Por: Carlos Tobar
Me gusta ver los partidos de futbol de la selección Colombia de mayores sin la compañía de nadie. Por una razón muy sencilla: me carcome la ansiedad. Aunque mi afición a los deportes viene desde los primeros años de vida: mi papá era un fanático de los deportes y del futbol en particular, los nervios como parte de la pasión que generan las actividades de competencia ha sido parte de mi ser.
Recuerdo mis primeras competencias infantiles, donde la frustración de las derrotas me costó noches de insomnio e innumerables pesadillas. Revolcándome en la cama rumiaba las mil y una formas como habría podido salir triunfante. Un hábito que luego iba a reproducir, con ansiedades parecidas, en la función de aprendizaje del lenguaje, de cómo comunicarme, y, más tarde en mi relación con los retos del saber en general.
Pero, el origen fue mi relación con el deporte competitivo. Mi primera experiencia fue la natación. En una época en donde en Neiva no había sitios adecuados para practicar ese deporte: ni en la ciudad, ni en la región había piscinas de 50 metros, aprendí a nadar con estilos (a excepción del estilo mariposa) de manera autodidacta. Mirando a otras personas, directamente, o en películas en cine y televisión. Y, así competía, más contra mí mismo que contra rivales, pues quienes practicaban ese deporte eran tan aficionados como yo.
La práctica en piscinas que no eran las más adecuadas desde el punto de vista sanitario me llevó a contraer una grave sinusitis que me retiró a la brava de esa primera experiencia competitiva a la edad de 11 años.
Luego me aficioné con una pasión a veces insana al basquetbol. Un deporte en el que unos primos mayores habían sido destacados deportistas: Abraham y Jorge Tobar Rojas, integrantes de “la aplanadora opita”, un equipo del Huila que alcanzó múltiples triunfos a nivel nacional e internacional.
Digo que pasión insana porque no medir el uso del tiempo entre el deporte y el estudio me llevó a perder un año lectivo en el que fui por esa razón el mejor deportista, pero el peor estudiante. La lección de vida fue aprender a medir la importancia de los esfuerzos que como personas hacemos en nuestra vida cotidiana. Al año siguiente, me perdió el deporte y me ganó el amor por el saber.

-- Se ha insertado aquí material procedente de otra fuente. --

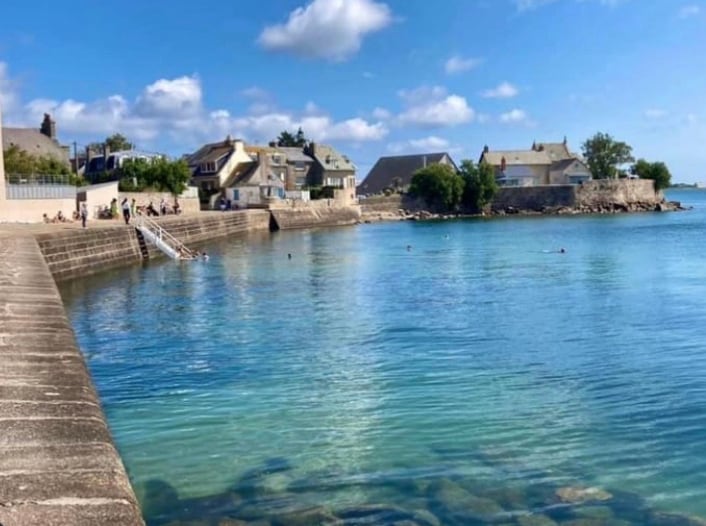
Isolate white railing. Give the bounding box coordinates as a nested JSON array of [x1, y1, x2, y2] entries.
[[135, 215, 196, 259]]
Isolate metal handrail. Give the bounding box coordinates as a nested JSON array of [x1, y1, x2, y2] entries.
[[135, 214, 196, 259]]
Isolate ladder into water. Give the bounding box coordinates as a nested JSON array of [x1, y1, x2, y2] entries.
[[135, 215, 196, 259]]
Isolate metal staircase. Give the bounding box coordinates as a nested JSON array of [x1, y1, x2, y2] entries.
[[134, 214, 196, 259]]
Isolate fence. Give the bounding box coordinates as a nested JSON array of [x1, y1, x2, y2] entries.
[[5, 183, 76, 199], [5, 174, 76, 203]]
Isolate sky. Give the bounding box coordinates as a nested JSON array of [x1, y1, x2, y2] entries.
[[0, 0, 706, 182]]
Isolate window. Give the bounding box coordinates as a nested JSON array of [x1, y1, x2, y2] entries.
[[201, 161, 216, 174]]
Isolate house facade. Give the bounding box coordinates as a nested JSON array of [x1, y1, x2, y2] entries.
[[187, 137, 355, 208], [358, 152, 458, 195], [187, 135, 252, 194], [304, 142, 356, 193], [2, 113, 69, 166], [479, 139, 591, 186]]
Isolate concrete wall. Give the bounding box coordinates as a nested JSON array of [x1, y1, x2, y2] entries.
[[0, 197, 76, 223], [119, 191, 201, 214], [270, 204, 361, 230], [36, 210, 270, 281], [492, 185, 576, 211], [492, 179, 663, 211], [0, 234, 143, 526], [576, 179, 664, 206], [76, 181, 118, 219]]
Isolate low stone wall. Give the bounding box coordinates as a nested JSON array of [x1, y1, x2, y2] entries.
[[270, 206, 361, 230], [360, 194, 405, 215], [0, 234, 143, 526], [492, 185, 576, 211], [118, 192, 201, 214], [491, 179, 664, 212], [576, 179, 664, 207], [36, 210, 270, 281]]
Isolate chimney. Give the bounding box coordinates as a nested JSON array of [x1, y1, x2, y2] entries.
[[39, 113, 56, 141]]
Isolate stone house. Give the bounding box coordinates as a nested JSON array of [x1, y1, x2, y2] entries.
[[186, 135, 252, 195], [2, 113, 69, 167], [479, 138, 591, 186], [358, 152, 458, 195], [304, 142, 356, 193]]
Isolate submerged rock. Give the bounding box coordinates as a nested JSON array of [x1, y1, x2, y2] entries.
[[429, 479, 505, 521], [556, 486, 613, 504], [517, 515, 557, 526]]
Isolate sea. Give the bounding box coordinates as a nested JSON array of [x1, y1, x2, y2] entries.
[[60, 190, 706, 526]]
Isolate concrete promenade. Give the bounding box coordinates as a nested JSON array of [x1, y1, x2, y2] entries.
[[0, 234, 143, 526]]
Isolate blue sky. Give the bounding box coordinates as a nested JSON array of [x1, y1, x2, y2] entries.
[[0, 0, 706, 182]]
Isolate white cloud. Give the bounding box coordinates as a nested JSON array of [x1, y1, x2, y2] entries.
[[481, 82, 520, 99], [409, 135, 449, 150], [500, 109, 529, 124], [0, 63, 388, 148], [397, 86, 475, 128], [135, 76, 202, 118], [258, 0, 392, 61], [644, 108, 668, 120], [444, 55, 482, 75], [678, 4, 701, 18], [387, 135, 449, 153]]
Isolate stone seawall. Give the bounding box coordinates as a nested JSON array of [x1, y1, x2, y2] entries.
[[270, 206, 361, 230], [0, 234, 143, 526], [491, 179, 664, 213], [36, 210, 270, 281]]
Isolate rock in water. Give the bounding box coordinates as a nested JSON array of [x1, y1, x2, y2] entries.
[[556, 486, 613, 504]]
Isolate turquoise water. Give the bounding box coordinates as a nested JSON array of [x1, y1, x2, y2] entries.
[[62, 191, 706, 524]]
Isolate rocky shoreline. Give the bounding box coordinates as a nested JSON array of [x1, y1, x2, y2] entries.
[[359, 201, 691, 224]]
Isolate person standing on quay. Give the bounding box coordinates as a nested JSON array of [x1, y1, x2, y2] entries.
[[79, 201, 88, 228], [121, 197, 130, 225]]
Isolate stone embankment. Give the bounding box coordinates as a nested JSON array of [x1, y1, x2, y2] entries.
[[35, 210, 270, 281], [0, 234, 143, 526], [361, 179, 684, 223]]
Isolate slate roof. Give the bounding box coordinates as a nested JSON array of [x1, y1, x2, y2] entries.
[[2, 128, 69, 163], [536, 142, 576, 161], [482, 150, 552, 166], [313, 143, 355, 172], [277, 146, 314, 163], [550, 157, 590, 172], [358, 152, 456, 194]]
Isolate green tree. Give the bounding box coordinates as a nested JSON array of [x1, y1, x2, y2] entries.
[[581, 132, 635, 179], [105, 133, 133, 152], [275, 127, 309, 148], [88, 133, 134, 155], [630, 159, 672, 190], [3, 145, 71, 181], [460, 159, 498, 212], [409, 164, 464, 211]]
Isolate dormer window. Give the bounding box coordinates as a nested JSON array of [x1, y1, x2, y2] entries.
[[201, 161, 216, 174]]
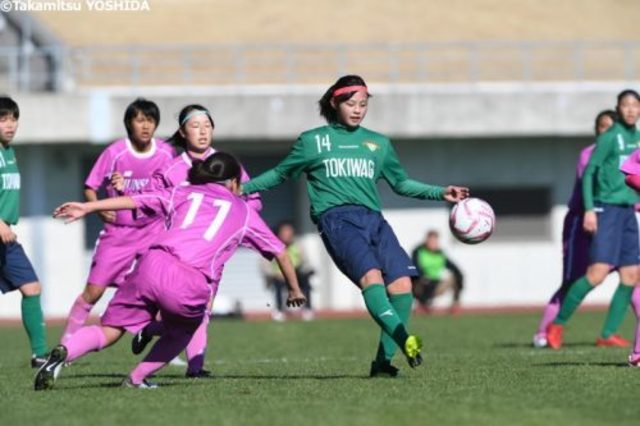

Todo este cuento lo estoy echando es para destacar la alegría que nos ha dado la selección nacional de futbol de mayores que por séptima vez clasifica a esta justa mundial del, tal vez, el más importante de los deportes de masas.
No es una alegría cualquiera, porque en un país donde el fundamento que nos uniera como nación debería ser el desarrollo económico, social, ambiental, político y cultural, el ser un país avanzado de nivel mundial en el que la prosperidad cobijara a la mayoría de los ciudadanos: la realidad es otra.
Un desarrollo tan precario que mantiene en condiciones indignas a la mayoría de los colombianos, tanto que no nos queda sino la ilusión de unirnos alrededor de una selección nacional en la que destaquemos con los mejores del mundo.